Hace unos meses andaba yo por mi barrio cuando un señor me regañó por dejar beber a mi perra de una fuente.
Voy a matizar unas cuantas cosas: era mediodía, hacía calorín, y mi perra venía sedienta después de haberse pegado un buen paseo. Normalmente no la dejo beber de fuentes de humanos, pero aquel día se me adelantó cuando fui a beber yo y me dio pena no dejarla. Agrego: dicha fuente estaba llena de tierra y restos de suciedad por una tormenta reciente. Y no había fuentes de agua para perros cerca.
Todo eso se lo podría haber explicado al señor que me regañó, pero el caso es que el señor que me regañó no lo hizo cara a cara. No. El señor que me regañó estaba esperando algo o a alguien dentro de un coche aparcado cerca y, unos cinco minutos después de perpetrada la fechoría, aprovechó que arrancaba y pasaba cerca de mí para gritarme por la ventana, dejando caer de paso el insulto machista por excelencia (que es puta, por si ustedes no lo saben).

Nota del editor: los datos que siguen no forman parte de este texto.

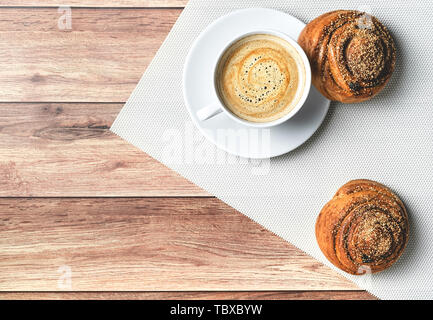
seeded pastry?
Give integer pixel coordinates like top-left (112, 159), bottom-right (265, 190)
top-left (298, 10), bottom-right (396, 103)
top-left (316, 180), bottom-right (409, 275)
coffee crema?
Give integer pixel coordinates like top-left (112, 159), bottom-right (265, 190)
top-left (215, 34), bottom-right (306, 122)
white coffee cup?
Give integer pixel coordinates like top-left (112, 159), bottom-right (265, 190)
top-left (196, 30), bottom-right (311, 128)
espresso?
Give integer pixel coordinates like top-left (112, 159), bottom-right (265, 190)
top-left (215, 34), bottom-right (306, 122)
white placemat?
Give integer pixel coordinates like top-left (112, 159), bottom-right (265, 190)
top-left (112, 0), bottom-right (433, 299)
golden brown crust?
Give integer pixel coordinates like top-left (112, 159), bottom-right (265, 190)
top-left (298, 10), bottom-right (396, 103)
top-left (316, 180), bottom-right (409, 275)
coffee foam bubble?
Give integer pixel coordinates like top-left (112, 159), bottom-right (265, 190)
top-left (216, 34), bottom-right (305, 122)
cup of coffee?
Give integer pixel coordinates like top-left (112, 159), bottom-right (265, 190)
top-left (197, 30), bottom-right (311, 127)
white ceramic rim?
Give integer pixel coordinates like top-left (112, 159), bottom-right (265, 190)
top-left (182, 7), bottom-right (330, 159)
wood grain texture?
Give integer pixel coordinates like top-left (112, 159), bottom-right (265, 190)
top-left (0, 291), bottom-right (376, 300)
top-left (0, 0), bottom-right (188, 8)
top-left (0, 8), bottom-right (181, 102)
top-left (0, 0), bottom-right (360, 299)
top-left (0, 103), bottom-right (209, 197)
top-left (0, 198), bottom-right (358, 291)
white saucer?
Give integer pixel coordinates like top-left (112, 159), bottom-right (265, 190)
top-left (183, 8), bottom-right (330, 159)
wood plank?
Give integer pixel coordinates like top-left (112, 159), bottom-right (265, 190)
top-left (0, 291), bottom-right (376, 300)
top-left (0, 8), bottom-right (181, 102)
top-left (0, 103), bottom-right (209, 197)
top-left (0, 198), bottom-right (357, 291)
top-left (0, 0), bottom-right (188, 8)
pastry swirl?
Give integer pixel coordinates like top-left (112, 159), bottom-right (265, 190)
top-left (298, 10), bottom-right (396, 103)
top-left (316, 180), bottom-right (409, 275)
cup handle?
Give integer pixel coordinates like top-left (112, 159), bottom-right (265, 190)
top-left (196, 104), bottom-right (223, 121)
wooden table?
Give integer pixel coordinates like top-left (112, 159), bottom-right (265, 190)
top-left (0, 0), bottom-right (372, 299)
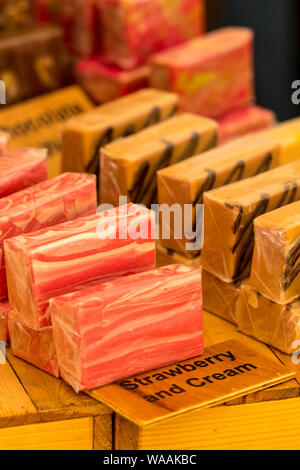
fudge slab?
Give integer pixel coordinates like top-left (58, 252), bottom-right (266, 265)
top-left (202, 269), bottom-right (242, 325)
top-left (0, 300), bottom-right (10, 343)
top-left (0, 173), bottom-right (97, 300)
top-left (100, 113), bottom-right (218, 207)
top-left (99, 0), bottom-right (204, 69)
top-left (150, 28), bottom-right (254, 118)
top-left (5, 204), bottom-right (155, 329)
top-left (0, 148), bottom-right (48, 198)
top-left (201, 160), bottom-right (300, 282)
top-left (75, 57), bottom-right (150, 104)
top-left (8, 311), bottom-right (60, 377)
top-left (62, 88), bottom-right (178, 174)
top-left (237, 285), bottom-right (300, 354)
top-left (218, 106), bottom-right (276, 144)
top-left (50, 265), bottom-right (203, 391)
top-left (157, 137), bottom-right (280, 255)
top-left (250, 201), bottom-right (300, 304)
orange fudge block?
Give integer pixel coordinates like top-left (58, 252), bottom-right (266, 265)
top-left (250, 201), bottom-right (300, 304)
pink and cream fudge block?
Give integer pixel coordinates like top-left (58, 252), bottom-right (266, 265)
top-left (0, 300), bottom-right (10, 343)
top-left (8, 311), bottom-right (60, 377)
top-left (76, 57), bottom-right (150, 104)
top-left (5, 204), bottom-right (155, 329)
top-left (218, 106), bottom-right (276, 144)
top-left (150, 27), bottom-right (254, 118)
top-left (0, 131), bottom-right (9, 154)
top-left (99, 0), bottom-right (204, 69)
top-left (50, 265), bottom-right (203, 392)
top-left (0, 173), bottom-right (97, 302)
top-left (0, 148), bottom-right (48, 198)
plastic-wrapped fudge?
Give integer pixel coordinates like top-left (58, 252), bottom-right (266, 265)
top-left (157, 137), bottom-right (280, 255)
top-left (0, 131), bottom-right (9, 154)
top-left (202, 269), bottom-right (242, 325)
top-left (76, 57), bottom-right (150, 104)
top-left (0, 171), bottom-right (97, 300)
top-left (0, 25), bottom-right (66, 104)
top-left (237, 285), bottom-right (300, 354)
top-left (0, 148), bottom-right (48, 198)
top-left (262, 118), bottom-right (300, 165)
top-left (8, 311), bottom-right (60, 377)
top-left (218, 106), bottom-right (275, 144)
top-left (62, 88), bottom-right (178, 174)
top-left (50, 265), bottom-right (203, 391)
top-left (5, 204), bottom-right (155, 328)
top-left (201, 160), bottom-right (300, 282)
top-left (156, 242), bottom-right (200, 267)
top-left (99, 0), bottom-right (204, 69)
top-left (250, 201), bottom-right (300, 302)
top-left (0, 300), bottom-right (10, 343)
top-left (100, 113), bottom-right (218, 207)
top-left (150, 28), bottom-right (254, 118)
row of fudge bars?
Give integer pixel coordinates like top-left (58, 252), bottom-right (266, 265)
top-left (0, 141), bottom-right (203, 391)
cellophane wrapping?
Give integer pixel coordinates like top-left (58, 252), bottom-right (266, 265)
top-left (50, 265), bottom-right (203, 392)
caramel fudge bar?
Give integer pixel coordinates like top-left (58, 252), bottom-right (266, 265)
top-left (201, 160), bottom-right (300, 282)
top-left (237, 285), bottom-right (300, 354)
top-left (62, 88), bottom-right (178, 174)
top-left (157, 137), bottom-right (280, 254)
top-left (100, 113), bottom-right (218, 206)
top-left (250, 201), bottom-right (300, 304)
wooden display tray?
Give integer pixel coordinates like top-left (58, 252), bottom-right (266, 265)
top-left (0, 313), bottom-right (300, 450)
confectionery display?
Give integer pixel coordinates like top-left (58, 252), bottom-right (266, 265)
top-left (100, 113), bottom-right (218, 207)
top-left (157, 137), bottom-right (280, 256)
top-left (76, 57), bottom-right (150, 104)
top-left (237, 285), bottom-right (300, 354)
top-left (50, 265), bottom-right (203, 391)
top-left (201, 160), bottom-right (300, 282)
top-left (62, 89), bottom-right (178, 174)
top-left (99, 0), bottom-right (204, 69)
top-left (218, 105), bottom-right (276, 144)
top-left (0, 300), bottom-right (10, 343)
top-left (8, 311), bottom-right (60, 377)
top-left (0, 148), bottom-right (48, 198)
top-left (0, 171), bottom-right (97, 300)
top-left (5, 205), bottom-right (155, 329)
top-left (150, 28), bottom-right (254, 118)
top-left (250, 201), bottom-right (300, 304)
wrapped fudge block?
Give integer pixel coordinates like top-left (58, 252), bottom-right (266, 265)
top-left (100, 113), bottom-right (218, 207)
top-left (0, 173), bottom-right (97, 302)
top-left (0, 300), bottom-right (10, 343)
top-left (262, 118), bottom-right (300, 165)
top-left (218, 106), bottom-right (276, 144)
top-left (157, 137), bottom-right (280, 256)
top-left (150, 28), bottom-right (254, 118)
top-left (0, 131), bottom-right (9, 154)
top-left (0, 86), bottom-right (92, 178)
top-left (5, 205), bottom-right (155, 329)
top-left (76, 57), bottom-right (150, 104)
top-left (0, 148), bottom-right (48, 198)
top-left (250, 201), bottom-right (300, 304)
top-left (156, 242), bottom-right (200, 267)
top-left (62, 89), bottom-right (178, 175)
top-left (0, 25), bottom-right (66, 104)
top-left (8, 311), bottom-right (60, 377)
top-left (202, 269), bottom-right (242, 325)
top-left (50, 265), bottom-right (203, 392)
top-left (201, 160), bottom-right (300, 282)
top-left (237, 285), bottom-right (300, 354)
top-left (99, 0), bottom-right (204, 69)
top-left (0, 0), bottom-right (33, 33)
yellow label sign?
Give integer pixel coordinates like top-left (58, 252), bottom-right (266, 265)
top-left (89, 341), bottom-right (295, 426)
top-left (0, 86), bottom-right (93, 177)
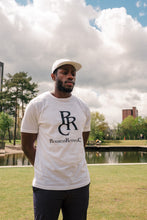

El caso es que el señor llevaba parte de razón: incluso teniendo en cuenta todas las matizaciones añadidas al hecho, lo cierto es que un perro no debería beber en una fuente de personas. No la he vuelto a dejar, porque además ahora sí hay una primorosa fuente de perros a poca distancia. Asumo mi error, aunque no comprenda qué tiene que ver el oficio de ofrecer tus servicios sexuales con dejar beber a tu perro de un surtidor de agua.
Pero no es eso lo que me llama la atención.
Lo que me resulta llamativo es el hecho de que mi perro no es el único que ha incurrido en el crimen de atrapar el caño de una fuente pública a lametones. Desde entonces he visto en varias ocasiones a canes chupeteando fuentes, la mayoría en parques mucho más concurridos que en el erial donde mi perra y yo ofendimos a la salud pública. A esos dueños no apareció ningún señor que les regañara. Eso sí, casualmente dichos dueños también eran señores.
De hecho, que beban los perros no es la única guarrada que he visto hacer en esas fuentes. En los últimos meses han sido incontables los runners que he avistado deteniéndose, quitándose la camiseta y enjuagando sus cuerpos sudorosos con el chorro. En otra ocasión, fue un vestidillo infantil lleno de vomitona el que fue lavado a conciencia sobre el sacrosanto caño del que todos hemos de beber. Cero reprimendas en ese caso. Eso sí, de nuevo casualmente, tanto los corredores como el de la vomitona eran señores.
Aquel mediodía me fui a casa reflexionando. Pensando que vivo en un barrio con multitud de avenidas, parques, arboledas, setos, etecé. Es rara la semana en la que no presencio algún episodio escatológico de mayor o menor grado en la vía pública: desde escupitajos (precedidos de su correspondiente carraspeo ausente de pudor) hasta gente orinando sin preocuparse lo más mínimo en esconderse, en ocasiones a escasa distancia de donde tranquilamente estaban otras personas o yo misma. Nadie les regañó, ni mucho menos les insultó. Eso sí, ya es casualidad, siempre eran señores.
A mí, en cambio, sí que me regañan. Me regañan o me miran mal cada vez que hago algo mínimamente dudoso. Cada vez que Lyanna se agacha a hacer sus cosas tengo la mirada escrutadora de un señor clavada en la nuca, incluso aunque me apresure a sacar el rollo de bolsas que siempre llevo encima del bolsillo. Si estoy aparcando frente a algún lugar donde estén aposentados uno o varios señores, puedo sentir cómo siguen atentamente todos mis movimientos, buscando el fallo. Una vez aparqué mal en el típico sitio donde todo el mundo aparca mal para ir a recoger un certificado rápido: cuando salí, menos de cinco minutos después, me encontré con que un señor ya había alertado a la policía local.
Así que aquel mediodía caluroso me fui a casa pensando que es extraño el fenómeno mediante el cuál parte de los señores se transmutan en vehementes justicieros del civismo cuando ven a una mujer haciendo algo mal pero, por contra, se mantienen muditos y ciegos cuando es otro señor el mal ciudadano.
Pero, sin duda, debe ser casualidad.